I’ve recently been involved in a number of deep discussions regarding competency, and how it affects our role within the safety of pressure systems.

The HSE offer the following:

“Competence can be described as the combination of training, skills, experience and knowledge that a person has and their ability to apply them to perform a task safely. Other factors, such as attitude and physical ability, can also affect someone’s competence.”

Therefore it is a blend of ingredients. As any baking fan will tell you, if you do not have the correct ingredients in the correct amount, then you don’t have a nice cake. When that happens everyone knows it (which suggests it’s far easier to recognise incompetency as opposed to competency!).


Let’s look at our ingredients in isolation and, using a spanner analogy, consider how they affect competence:

A person may have been trained to use a spanner to tighten the bottom bolt on a widget; that’s all they can do. They do not know that the spanner can be used in a variety of applications.

The ability alone to use the spanner, but they may not know why they are using the spanner.

A person may have had a spanner instead of a dummy as a toddler. It’s second nature to them, but they may not know when it is the right tool to use.

A qualification alone does not make you competent. A person may have a Doctorate in Engineering.  They may be able to calculate the maximum torque that can be applied. However, they may not know how to use a spanner.

Physical Ability:
This person is reminiscent of Geoff Capes in his prime, they can use the spanner to loosen the nut that holds up the Forth Rail Bridge and tighten it. However,  due to this muscle bulk, they can’t check the tightness on a retaining bolt in their Swiss watch.

This person can do anything, and don’t need to ask anyone for help or advice. They know best and are clearly the person you want in your organisation.

I’ve used extremes to make a point. Competence to perform a task is a blend of all these attributes, in the right amount. The next question is who can decide who is competent?

As Head of Engineering, I appoint my engineering team when they are judged to be competent.
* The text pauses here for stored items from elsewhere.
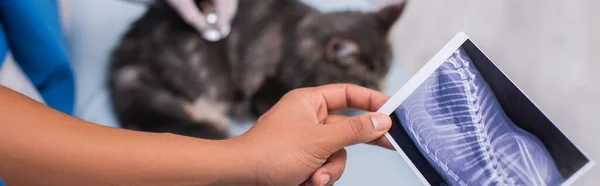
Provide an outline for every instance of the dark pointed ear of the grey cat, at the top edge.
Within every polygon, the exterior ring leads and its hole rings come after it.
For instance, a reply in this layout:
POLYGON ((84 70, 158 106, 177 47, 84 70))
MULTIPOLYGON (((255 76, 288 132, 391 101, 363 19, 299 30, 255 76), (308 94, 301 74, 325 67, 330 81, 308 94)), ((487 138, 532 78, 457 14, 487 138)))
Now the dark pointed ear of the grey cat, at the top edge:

This involves a new joiner with qualifications and experience that can justify their engineering acumen, our training programme and assessment builds up the knowledge and experience applicable to their role. All the way through this process we monitor attitude. Once the management team are in agreement that a person in our employment is ready, I appoint them as a competent Engineering Surveyor. Of course, competency is an ongoing assessment – complacency can threaten competency.
One could argue that the best judge of competence is the individual themselves. Recognition that you need professional development requires moral courage, and my appointment letter emphasises this with the following phrase:

“A good engineer knows their limits. Therefore, you are to raise any queries relating to your duties to me in the first instance.”


CoffeeSafe and PressureSafe

As part of our ‘Safe’ solution, a Service Provider engineer is trained to carry out pressure systems safety examinations in accordance with a Written Scheme. I’m often asked whether our IOSH accredited training course, in isolation, makes them competent. The answer is categorically no. The reason for this is twofold;

We provide training which, as discussed above, is only one ingredient of competency.

They are not my employees; the Management of Health and Safety at Work Regulations 1999 requires employers to carry out:

  • risk assessments
  • make arrangements to implement necessary measures,
  • appoint competent people and
  • arrange for appropriate information and training.

The Written Scheme of Examination specifies the scope and content of periodic examinations. This includes all components within a pressure system that may give rise to danger.

The Competent Examiner carries out the examination in accordance with the Written Scheme. The Competent Person draws up and/or certifies Schemes of Examination. They may (but do not have to be) the same person, and in the ‘Safe’ solution, the Service Provider fulfils the role of Competent Examiner, and we at Mandate are the Competent Person.

This approach relies on the Service Provider having a robust approach to determining competency. However, as the ‘Safe’ solution carries out an independent verification check on every examination report submitted, we can identify where an ingredient of the competency has slipped. When this occurs, we have a training and audit procedure. Working with the individual’s employer to manage and hopefully improve the standards.


  • Competence is a blend of personal attributes – take one away and the competency cannot be fully justified.
  • Complacency can threaten competency.
  • The two people who can assess competency are yourself and your employer.
  •  Assessing competency with a robust approach demonstrates that it is being taken seriously.